Отпуск у Наташи был большой, и весь август они прожили у Наташиных родителей в деревне. Своих тестя с тещей Олег уважал, и они относились к нему доброжелательно, поэтому обычных в таких случаях недомолвок, обид и ссор не возникало. Изба стояла на краю села, немного наособицу. Из окон был виден лес, и казалось, что идти до него совсем близко, хотя на самом деле дорога занимала добрых пятнадцать минут. Колхозное поле между лесом и селом давно уже ничем не засеивали, и на нем неуклонно пробивалась молодая березовая поросль.

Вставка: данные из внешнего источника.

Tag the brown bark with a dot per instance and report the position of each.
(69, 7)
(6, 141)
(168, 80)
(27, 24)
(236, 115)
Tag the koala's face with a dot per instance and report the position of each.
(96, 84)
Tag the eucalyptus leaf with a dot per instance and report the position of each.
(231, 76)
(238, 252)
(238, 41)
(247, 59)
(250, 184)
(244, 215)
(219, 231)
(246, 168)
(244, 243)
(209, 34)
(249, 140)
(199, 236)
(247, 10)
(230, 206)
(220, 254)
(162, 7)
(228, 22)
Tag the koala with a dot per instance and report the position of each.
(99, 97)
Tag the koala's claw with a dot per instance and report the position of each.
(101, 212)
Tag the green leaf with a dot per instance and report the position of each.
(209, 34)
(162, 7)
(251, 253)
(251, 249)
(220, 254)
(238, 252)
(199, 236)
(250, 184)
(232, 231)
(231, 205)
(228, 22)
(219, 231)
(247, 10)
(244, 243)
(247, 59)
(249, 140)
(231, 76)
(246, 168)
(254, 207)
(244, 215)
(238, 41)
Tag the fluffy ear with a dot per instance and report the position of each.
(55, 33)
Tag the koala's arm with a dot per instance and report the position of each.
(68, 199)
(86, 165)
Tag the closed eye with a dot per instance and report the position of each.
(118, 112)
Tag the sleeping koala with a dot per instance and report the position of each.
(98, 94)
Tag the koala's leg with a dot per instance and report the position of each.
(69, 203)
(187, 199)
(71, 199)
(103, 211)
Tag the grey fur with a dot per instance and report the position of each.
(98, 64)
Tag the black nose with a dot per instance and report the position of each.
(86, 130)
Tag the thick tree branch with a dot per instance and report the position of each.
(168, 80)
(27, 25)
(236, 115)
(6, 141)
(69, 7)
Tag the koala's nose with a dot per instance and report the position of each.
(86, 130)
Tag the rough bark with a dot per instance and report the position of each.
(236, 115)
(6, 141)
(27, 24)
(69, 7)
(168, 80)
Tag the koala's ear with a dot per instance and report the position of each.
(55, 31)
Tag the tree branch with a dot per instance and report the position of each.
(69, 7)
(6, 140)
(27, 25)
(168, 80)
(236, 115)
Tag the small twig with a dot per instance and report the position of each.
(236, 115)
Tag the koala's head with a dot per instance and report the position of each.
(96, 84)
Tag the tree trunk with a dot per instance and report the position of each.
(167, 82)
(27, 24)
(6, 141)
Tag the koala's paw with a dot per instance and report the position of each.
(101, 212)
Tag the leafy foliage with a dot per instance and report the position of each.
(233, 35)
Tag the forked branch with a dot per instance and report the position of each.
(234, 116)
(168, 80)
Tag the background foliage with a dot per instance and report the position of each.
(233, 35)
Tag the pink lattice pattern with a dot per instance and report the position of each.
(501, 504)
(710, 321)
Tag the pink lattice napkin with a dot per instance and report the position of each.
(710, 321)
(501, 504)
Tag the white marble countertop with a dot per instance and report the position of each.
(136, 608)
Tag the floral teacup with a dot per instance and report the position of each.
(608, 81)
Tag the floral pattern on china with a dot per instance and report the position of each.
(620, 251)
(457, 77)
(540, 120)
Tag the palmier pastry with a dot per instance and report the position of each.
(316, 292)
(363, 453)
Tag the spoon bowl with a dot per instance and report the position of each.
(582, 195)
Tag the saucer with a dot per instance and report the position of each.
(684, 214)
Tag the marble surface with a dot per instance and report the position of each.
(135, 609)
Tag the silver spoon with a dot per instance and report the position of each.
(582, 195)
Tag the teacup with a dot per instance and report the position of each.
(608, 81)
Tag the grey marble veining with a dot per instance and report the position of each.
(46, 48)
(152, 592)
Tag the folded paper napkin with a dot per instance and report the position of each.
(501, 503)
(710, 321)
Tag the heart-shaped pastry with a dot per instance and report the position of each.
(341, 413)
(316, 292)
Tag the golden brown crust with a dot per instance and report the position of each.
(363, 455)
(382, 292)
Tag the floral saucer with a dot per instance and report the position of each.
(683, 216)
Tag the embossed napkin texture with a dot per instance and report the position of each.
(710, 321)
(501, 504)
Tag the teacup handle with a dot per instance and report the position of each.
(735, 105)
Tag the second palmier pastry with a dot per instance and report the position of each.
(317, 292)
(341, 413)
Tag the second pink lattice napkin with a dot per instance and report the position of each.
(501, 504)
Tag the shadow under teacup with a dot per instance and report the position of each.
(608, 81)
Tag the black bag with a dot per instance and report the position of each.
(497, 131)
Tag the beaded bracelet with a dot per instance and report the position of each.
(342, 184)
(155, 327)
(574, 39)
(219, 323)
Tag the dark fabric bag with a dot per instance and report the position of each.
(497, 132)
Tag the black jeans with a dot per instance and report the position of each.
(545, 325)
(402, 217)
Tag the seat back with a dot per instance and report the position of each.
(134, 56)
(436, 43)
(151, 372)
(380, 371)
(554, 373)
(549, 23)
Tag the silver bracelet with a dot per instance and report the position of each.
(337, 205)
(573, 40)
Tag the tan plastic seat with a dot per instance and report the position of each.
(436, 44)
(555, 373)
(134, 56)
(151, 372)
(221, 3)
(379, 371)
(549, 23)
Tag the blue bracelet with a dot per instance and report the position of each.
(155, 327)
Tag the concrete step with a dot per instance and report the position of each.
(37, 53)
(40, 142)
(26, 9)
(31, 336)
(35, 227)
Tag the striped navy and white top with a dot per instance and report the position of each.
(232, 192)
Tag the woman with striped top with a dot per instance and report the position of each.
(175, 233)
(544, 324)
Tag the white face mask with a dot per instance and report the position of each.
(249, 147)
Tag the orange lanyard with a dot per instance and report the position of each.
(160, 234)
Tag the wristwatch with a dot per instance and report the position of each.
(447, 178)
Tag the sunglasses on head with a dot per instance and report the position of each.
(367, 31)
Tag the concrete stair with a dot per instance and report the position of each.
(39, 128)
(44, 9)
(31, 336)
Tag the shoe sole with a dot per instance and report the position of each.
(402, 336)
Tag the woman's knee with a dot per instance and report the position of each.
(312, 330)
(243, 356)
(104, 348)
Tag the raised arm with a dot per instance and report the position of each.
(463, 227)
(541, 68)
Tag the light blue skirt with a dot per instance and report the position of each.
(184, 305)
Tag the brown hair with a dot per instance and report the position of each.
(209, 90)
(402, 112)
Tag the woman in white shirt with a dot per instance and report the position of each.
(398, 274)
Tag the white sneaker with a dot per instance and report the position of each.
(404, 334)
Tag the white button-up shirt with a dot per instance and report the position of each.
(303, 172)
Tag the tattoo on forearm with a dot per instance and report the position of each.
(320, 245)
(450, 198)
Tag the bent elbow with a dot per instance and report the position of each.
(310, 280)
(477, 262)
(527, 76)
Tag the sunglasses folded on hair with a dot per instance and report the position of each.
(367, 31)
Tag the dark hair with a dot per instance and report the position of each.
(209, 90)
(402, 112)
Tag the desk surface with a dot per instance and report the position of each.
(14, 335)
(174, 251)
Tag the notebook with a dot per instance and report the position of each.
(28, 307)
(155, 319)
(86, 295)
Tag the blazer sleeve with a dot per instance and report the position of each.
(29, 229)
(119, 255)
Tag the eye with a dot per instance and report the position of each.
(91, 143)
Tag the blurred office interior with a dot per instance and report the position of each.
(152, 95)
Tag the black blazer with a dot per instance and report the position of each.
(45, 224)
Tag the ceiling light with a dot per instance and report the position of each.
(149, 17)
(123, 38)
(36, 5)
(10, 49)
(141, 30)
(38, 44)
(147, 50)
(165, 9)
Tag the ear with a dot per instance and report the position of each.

Август стоял жаркий. По утрам Наташа и Олег ходили купаться на пруд, и Олег нырял в черную воду со ствола наклонившейся старой ракиты. Брызги от него летели во все стороны, но сам Олег выныривал счастливый, с красной физиономией, и уверял Наташу, что видел на дне сома. В такие минуты она чувствовала себя если не счастливой, то хотя бы спокойной.

В тот день за завтраком мать попросила отца:

– Слушай, Вань, сходи за подпорками, а? У меня вон вся смородина погнулась.

– Так ты ягоды с нее собери, она и гнуться не будет, – проворчал в ответ отец, хитро поглядывая на Наташу, которая терпеть не могла собирать смородину.

– Да ладно тебе, ягоды – не ягоды, а все равно кусты подпирать надо. Вон Олежку с собой возьми да сходи.

Зять с готовностью кивнул.

– Ну, обоим подыскала работу, – продолжал ворчать отец, но в глубине души был очень доволен – одному идти в лес ему не хотелось.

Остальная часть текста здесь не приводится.